What's important is when we apply this to everyday clinical practice, these drugs may affect patients with preexisting cardiovascular conditions compared to the healthier clinical trial population. We know that these patients in clinical trials are generally probably healthier than those in the real world. And we know from the real world that 67% of patients receiving ARSI have at least one cardiovascular comorbidity.

And so what this means is that a comprehensive baseline cardiovascular assessment and implementation of preventative strategies are crucial prior to initiating ARSI treatment among those with cardiovascular risk factors. And this may include up to two-thirds of our patients. This highlights the importance of a multidisciplinary approach, particularly coordinating with the primary care physicians, as well as the importance of cardio-oncologists.

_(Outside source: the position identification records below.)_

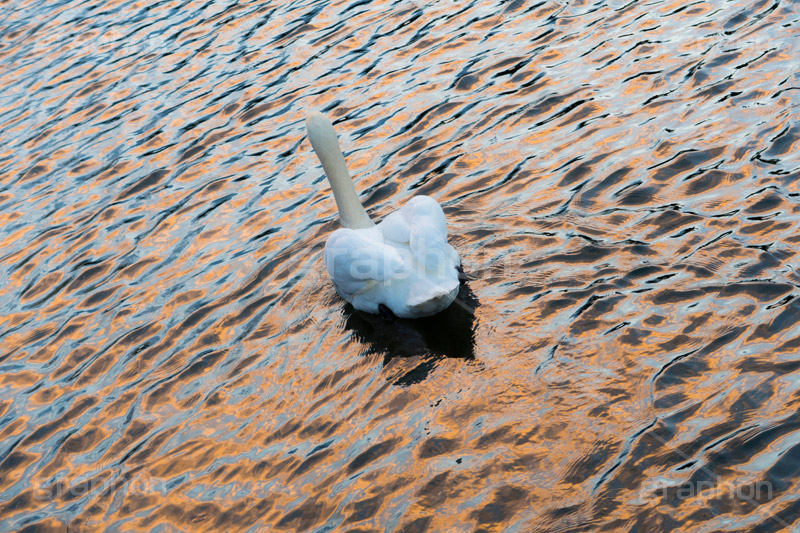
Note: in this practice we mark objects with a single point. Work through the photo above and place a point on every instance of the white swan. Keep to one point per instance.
(404, 263)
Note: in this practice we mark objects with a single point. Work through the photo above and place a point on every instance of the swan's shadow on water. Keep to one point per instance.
(450, 333)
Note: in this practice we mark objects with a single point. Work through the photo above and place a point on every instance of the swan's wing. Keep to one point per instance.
(355, 261)
(428, 236)
(395, 227)
(424, 208)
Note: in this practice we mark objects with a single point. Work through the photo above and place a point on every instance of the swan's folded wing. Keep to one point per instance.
(428, 236)
(355, 261)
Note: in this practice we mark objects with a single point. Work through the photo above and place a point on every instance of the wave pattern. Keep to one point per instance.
(621, 180)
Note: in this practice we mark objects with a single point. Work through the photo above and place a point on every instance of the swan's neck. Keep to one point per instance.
(323, 139)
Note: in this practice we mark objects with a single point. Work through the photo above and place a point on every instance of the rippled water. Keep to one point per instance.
(621, 180)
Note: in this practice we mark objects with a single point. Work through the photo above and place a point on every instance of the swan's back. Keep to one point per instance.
(404, 263)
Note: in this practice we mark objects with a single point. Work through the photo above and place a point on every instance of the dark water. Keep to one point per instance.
(621, 180)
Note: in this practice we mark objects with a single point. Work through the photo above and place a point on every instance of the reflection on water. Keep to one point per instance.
(621, 180)
(448, 334)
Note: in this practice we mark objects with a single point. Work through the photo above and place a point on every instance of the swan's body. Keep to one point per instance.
(403, 263)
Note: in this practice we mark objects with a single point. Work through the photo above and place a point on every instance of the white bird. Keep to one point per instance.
(404, 263)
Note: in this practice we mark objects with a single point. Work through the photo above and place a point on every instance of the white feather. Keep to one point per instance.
(404, 263)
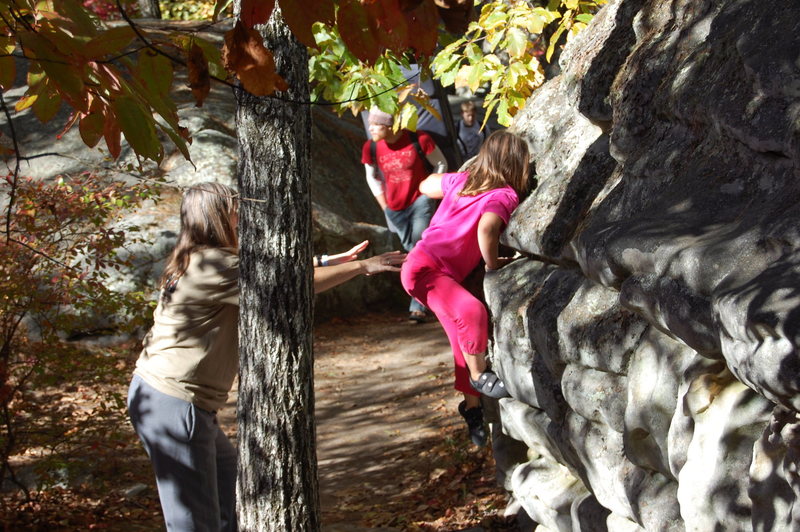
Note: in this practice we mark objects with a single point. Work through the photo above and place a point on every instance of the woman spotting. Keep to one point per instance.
(191, 356)
(476, 206)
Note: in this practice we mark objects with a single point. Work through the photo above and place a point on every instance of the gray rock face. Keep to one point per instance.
(653, 357)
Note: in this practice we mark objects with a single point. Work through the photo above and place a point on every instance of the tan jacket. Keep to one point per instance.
(192, 351)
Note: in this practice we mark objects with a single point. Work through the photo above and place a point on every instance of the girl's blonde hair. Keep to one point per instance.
(208, 220)
(502, 160)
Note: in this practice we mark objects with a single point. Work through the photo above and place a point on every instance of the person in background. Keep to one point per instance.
(470, 134)
(396, 162)
(191, 355)
(476, 206)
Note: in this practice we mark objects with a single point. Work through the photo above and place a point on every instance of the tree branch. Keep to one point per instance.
(13, 193)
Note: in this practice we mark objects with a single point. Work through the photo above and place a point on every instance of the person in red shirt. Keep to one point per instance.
(395, 167)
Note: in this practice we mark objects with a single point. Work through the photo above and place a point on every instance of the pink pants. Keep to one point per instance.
(463, 316)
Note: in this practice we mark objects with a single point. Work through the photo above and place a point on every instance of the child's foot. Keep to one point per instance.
(417, 316)
(474, 418)
(490, 385)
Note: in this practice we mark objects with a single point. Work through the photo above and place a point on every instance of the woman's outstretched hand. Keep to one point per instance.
(385, 262)
(347, 256)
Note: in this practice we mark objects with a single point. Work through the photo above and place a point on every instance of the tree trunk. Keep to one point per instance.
(149, 8)
(277, 483)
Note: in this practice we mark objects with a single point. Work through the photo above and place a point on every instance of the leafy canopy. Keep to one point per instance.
(117, 79)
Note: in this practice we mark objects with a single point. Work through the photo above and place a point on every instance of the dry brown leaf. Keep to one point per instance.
(199, 79)
(246, 56)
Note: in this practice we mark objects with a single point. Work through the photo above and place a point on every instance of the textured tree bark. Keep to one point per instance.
(277, 483)
(149, 8)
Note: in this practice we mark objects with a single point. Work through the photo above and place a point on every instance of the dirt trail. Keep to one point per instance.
(384, 392)
(384, 397)
(392, 450)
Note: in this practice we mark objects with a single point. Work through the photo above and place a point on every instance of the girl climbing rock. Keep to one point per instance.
(475, 208)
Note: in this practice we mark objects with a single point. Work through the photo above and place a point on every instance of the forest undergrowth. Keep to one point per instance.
(98, 476)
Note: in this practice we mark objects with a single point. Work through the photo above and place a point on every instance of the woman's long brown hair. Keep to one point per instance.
(502, 160)
(208, 217)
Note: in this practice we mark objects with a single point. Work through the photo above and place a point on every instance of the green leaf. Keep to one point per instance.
(473, 52)
(48, 103)
(495, 20)
(408, 117)
(475, 76)
(25, 102)
(219, 7)
(138, 127)
(517, 42)
(503, 117)
(155, 71)
(91, 128)
(551, 46)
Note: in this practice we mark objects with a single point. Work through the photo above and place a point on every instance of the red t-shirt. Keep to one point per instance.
(401, 166)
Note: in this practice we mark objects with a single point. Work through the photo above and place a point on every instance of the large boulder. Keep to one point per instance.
(651, 343)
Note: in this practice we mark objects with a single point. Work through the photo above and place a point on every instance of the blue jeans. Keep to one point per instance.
(194, 462)
(409, 224)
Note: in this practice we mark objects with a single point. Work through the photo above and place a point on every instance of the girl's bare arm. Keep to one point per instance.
(431, 186)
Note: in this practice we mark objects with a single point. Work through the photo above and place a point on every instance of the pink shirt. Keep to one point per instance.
(451, 240)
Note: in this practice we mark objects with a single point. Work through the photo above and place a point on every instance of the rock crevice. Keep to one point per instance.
(650, 340)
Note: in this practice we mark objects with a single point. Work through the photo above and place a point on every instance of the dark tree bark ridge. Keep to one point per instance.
(277, 485)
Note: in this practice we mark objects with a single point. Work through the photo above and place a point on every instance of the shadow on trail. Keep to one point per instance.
(384, 396)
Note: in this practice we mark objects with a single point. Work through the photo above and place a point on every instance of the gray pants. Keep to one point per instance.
(194, 462)
(409, 224)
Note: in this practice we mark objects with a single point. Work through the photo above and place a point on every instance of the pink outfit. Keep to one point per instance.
(447, 253)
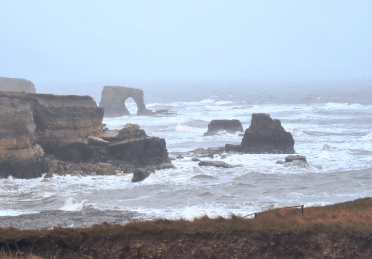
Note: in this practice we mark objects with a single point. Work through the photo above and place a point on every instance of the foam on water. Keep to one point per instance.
(340, 172)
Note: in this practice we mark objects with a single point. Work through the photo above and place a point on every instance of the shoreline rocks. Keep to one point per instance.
(264, 135)
(35, 128)
(230, 126)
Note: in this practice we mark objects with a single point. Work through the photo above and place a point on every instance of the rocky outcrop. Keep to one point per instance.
(16, 85)
(20, 156)
(64, 123)
(230, 126)
(69, 129)
(264, 135)
(215, 164)
(113, 101)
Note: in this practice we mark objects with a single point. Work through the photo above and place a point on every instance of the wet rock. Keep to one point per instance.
(105, 169)
(97, 141)
(230, 126)
(140, 174)
(113, 101)
(131, 131)
(215, 164)
(49, 175)
(16, 85)
(326, 147)
(297, 164)
(206, 152)
(296, 157)
(20, 155)
(264, 135)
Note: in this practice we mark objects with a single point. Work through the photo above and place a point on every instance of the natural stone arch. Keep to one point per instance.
(113, 101)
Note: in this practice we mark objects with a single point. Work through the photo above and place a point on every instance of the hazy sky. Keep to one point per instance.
(133, 41)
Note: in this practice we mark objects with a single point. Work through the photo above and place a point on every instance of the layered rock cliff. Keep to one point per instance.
(68, 129)
(264, 135)
(16, 85)
(20, 156)
(113, 101)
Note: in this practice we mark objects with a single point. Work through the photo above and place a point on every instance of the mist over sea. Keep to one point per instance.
(331, 126)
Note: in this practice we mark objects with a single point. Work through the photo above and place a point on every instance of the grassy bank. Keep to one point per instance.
(342, 228)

Several limitations of this study, the first is substantial heterogeneity despite inclusion of only RCT data and stratification by disease type. And this may be secondary to variations in the collection of adverse event data, follow-up frequency, and the follow-up duration of trials. Secondly, cardiovascular outcomes were not consistently pre-specified across all studies, including two studies that reported using the CTCAE version 3.0. However, amongst these trials, we would think that these would be well-balanced among the two treatment groups, those with an ARSI and those without.

Thirdly, improved survival with ARSIs could manifest as a higher captured incidence of CV events. However, this is impossible to account for with no time to event. And this really does highlight the potential importance of an individual patient data meta-analysis. And finally, we're unable to account for established baseline cardiovascular risk factors in the majority of these trials.

The key take-home messages are that this up-to-date systematic review and meta-analysis provides evidence of increased cardiovascular events in patients receiving an ARSI plus ADT across multiple disease spaces of prostate cancer. As the use of combination therapy becomes more widespread, particularly in the early disease settings, there's a greater need to evaluate and optimize baseline cardiovascular risk prior to commencing ARSI therapy. We thank you very much for your attention. We hope you enjoyed this UroToday Journal Club discussion of this recently published systematic review and meta-analysis in JAMA Oncology.